Whether you are taking out a personal loan to travel, to make improvements on your home, or even to open a business, securing a personal loan can help achieve your goals. The only issue for many in Australia is that loan programs are a dime a dozen, and gaining the advantage takes expertise. As consumers, it is impossible to know everything about financing, but there are a few things that you can do to ensure that you get the best possible deal. You can use a Personal loan borrowing calculator to know how much you can borrow and at what interest rate.

Having a great job with a high-paying salary is good and so is establishing some sort of credit history. In fact, there are numerous ways that consumers can prepare their applications well in advance of actually applying for a low interest personal loan. In addition to the usual requirements, consumers can go a step further to guarantee their applications are approved and are approved for a low-interest rate.

Let’s take a closer look at just a few things you can do to snag a great low-interest rate on a personal loan. 

Pay Down Existing Debts

One way to make your application a contender for a low-interest loan is to pay down existing debts. All of your debts are reported on your credit report, and every debt eats away at the income you have to pay on the prospective loan. By reducing the existing debts you have, you then reduce your debt-to-income ratio (DTI), which can adversely affect your credit score. When banks look at your application, they are likely to charge interest the higher your DTI. 


Clean Up Your Credit Report

Consumers should routinely check their credit report for discrepancies and derogatory remarks. If you are late with or miss making payments, slow-payer remarks can adversely affect not only be approved for a loan but your ability to snag a lower interest rate. Similarly, if you have charge-offs (delinquencies), these remarks severely affect your credit rating as well. Before even applying for a loan, make sure that any remarks are cleared up because these remarks can seriously affect your FICO score. 


Focus On Your FICO Score

Pay attention to your FICO score because this is the score (credit rating) that many institutions use to determine credit risk. The score ranges between 300 and 850, with the former being very low and the latter being very high. The lower the score is then the higher you are as a credit risk, and the higher the score is then the lower you are as a credit risk.
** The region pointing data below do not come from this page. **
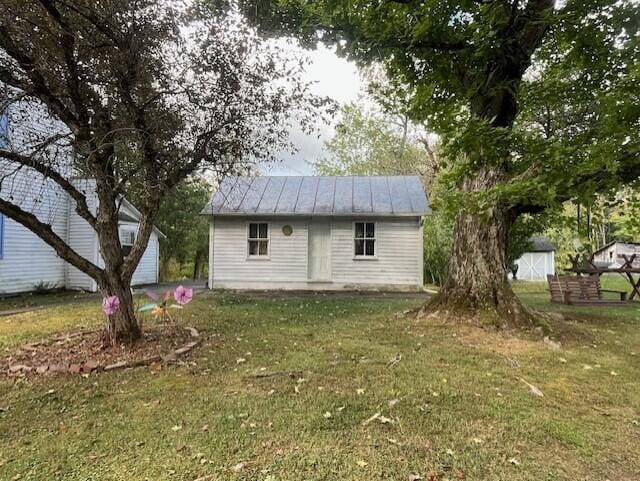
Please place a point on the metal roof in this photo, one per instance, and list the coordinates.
(336, 196)
(541, 244)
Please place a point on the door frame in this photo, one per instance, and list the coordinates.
(329, 222)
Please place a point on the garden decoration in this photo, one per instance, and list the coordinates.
(161, 305)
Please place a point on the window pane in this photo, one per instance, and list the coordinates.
(370, 246)
(371, 229)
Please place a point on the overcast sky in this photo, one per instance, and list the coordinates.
(336, 78)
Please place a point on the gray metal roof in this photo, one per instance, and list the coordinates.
(338, 196)
(541, 244)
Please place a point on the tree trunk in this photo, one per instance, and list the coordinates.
(123, 326)
(477, 287)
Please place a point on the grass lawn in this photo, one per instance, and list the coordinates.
(455, 405)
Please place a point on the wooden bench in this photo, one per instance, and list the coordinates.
(580, 290)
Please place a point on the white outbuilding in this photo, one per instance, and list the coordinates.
(317, 233)
(538, 262)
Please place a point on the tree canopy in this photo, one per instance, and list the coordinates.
(479, 73)
(145, 93)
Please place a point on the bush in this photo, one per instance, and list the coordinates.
(438, 241)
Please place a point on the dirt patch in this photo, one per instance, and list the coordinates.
(84, 352)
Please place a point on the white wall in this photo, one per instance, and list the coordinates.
(535, 266)
(398, 262)
(27, 261)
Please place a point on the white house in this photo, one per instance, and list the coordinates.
(612, 253)
(27, 262)
(538, 262)
(317, 233)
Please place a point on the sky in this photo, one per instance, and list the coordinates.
(336, 78)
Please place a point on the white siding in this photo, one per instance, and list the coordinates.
(147, 270)
(27, 260)
(288, 255)
(398, 254)
(535, 266)
(398, 262)
(82, 239)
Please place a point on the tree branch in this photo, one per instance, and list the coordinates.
(46, 233)
(46, 171)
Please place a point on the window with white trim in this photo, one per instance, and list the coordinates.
(258, 239)
(127, 239)
(364, 239)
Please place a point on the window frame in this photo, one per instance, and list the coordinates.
(365, 238)
(4, 129)
(129, 229)
(258, 257)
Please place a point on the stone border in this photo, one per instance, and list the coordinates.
(94, 366)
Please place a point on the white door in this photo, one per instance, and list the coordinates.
(319, 256)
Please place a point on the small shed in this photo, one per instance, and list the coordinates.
(538, 262)
(317, 233)
(611, 254)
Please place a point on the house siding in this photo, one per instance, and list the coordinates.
(398, 262)
(27, 261)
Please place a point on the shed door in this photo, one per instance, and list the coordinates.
(319, 251)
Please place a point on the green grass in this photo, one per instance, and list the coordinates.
(463, 409)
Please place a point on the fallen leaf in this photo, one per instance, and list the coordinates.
(535, 390)
(371, 419)
(385, 420)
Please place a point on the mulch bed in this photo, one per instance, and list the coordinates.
(84, 352)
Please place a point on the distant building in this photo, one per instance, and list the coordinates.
(538, 262)
(611, 253)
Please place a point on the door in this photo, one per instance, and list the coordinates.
(319, 255)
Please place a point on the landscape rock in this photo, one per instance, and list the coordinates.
(555, 345)
(75, 368)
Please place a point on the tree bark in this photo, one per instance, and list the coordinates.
(477, 287)
(123, 326)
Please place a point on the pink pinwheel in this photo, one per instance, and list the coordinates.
(110, 305)
(183, 295)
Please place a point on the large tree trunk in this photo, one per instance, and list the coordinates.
(123, 326)
(477, 287)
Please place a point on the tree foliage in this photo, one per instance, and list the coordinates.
(146, 93)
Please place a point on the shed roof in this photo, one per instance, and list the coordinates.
(337, 196)
(541, 244)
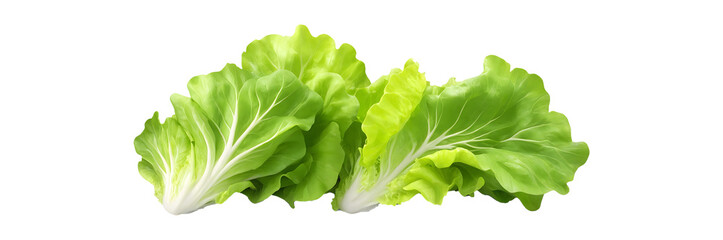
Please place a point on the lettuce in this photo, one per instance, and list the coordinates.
(234, 128)
(300, 119)
(492, 133)
(335, 74)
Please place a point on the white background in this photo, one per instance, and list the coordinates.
(639, 81)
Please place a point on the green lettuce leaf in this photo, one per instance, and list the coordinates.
(501, 117)
(233, 129)
(335, 74)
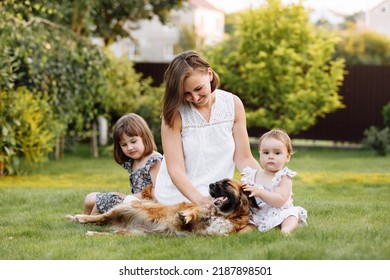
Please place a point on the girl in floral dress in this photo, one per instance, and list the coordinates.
(136, 151)
(272, 186)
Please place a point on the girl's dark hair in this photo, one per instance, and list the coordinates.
(132, 125)
(178, 70)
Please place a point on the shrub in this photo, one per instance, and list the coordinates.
(377, 139)
(386, 115)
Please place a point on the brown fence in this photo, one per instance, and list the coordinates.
(365, 90)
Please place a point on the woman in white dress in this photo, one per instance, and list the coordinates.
(203, 133)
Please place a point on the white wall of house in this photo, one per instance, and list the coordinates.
(378, 18)
(154, 42)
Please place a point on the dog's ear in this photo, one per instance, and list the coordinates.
(252, 200)
(147, 192)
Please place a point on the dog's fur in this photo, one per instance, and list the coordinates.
(229, 213)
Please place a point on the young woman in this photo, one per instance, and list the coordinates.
(203, 133)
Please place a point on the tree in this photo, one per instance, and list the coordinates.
(280, 65)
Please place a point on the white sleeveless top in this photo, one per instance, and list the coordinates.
(208, 149)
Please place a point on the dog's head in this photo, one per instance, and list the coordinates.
(231, 198)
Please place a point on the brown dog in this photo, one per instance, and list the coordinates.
(230, 213)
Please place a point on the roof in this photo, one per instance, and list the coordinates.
(204, 4)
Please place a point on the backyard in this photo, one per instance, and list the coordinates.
(345, 191)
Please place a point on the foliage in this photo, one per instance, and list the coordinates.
(280, 65)
(347, 188)
(56, 66)
(107, 19)
(28, 128)
(378, 140)
(149, 109)
(124, 86)
(364, 48)
(386, 115)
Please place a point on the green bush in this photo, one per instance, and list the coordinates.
(28, 129)
(386, 115)
(378, 140)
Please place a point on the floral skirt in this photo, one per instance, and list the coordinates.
(106, 201)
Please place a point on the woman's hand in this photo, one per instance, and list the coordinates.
(205, 201)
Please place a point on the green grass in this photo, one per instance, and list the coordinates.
(346, 194)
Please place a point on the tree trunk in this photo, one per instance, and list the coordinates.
(94, 141)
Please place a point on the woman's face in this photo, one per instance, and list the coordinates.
(197, 88)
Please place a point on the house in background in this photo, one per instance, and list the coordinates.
(154, 42)
(377, 19)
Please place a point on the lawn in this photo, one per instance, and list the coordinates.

Most lenders do not approve applications with very low scores, and when they do, they typically ask for collateral (secured loan) or alternatively charge a higher interest rate. One way to avoid either is to contact creditors and make payment arrangements and clear up any other erroneous marks on the file. 


Build Up Your Savings

Finally, consider building up your savings. A savings account is one way to get the banks to see that you do have some financial acuity. Furthermore, it is one way that institutions measure how much risk you are. While you do not typically place any money down on a personal loan, a savings account can help hedge some of the risks associated with taking on personal debt. 

Building Up Your Application

Getting a personal loan is not difficult today because many institutions have made the process so easy and unintimidating. However, to get a great deal from a loan that has a low-interest rate, consumers only need to create a file that says to lenders that they are not a credit risk. Your FICO score, a clean credit report and even savings are the best hedges against financial risk.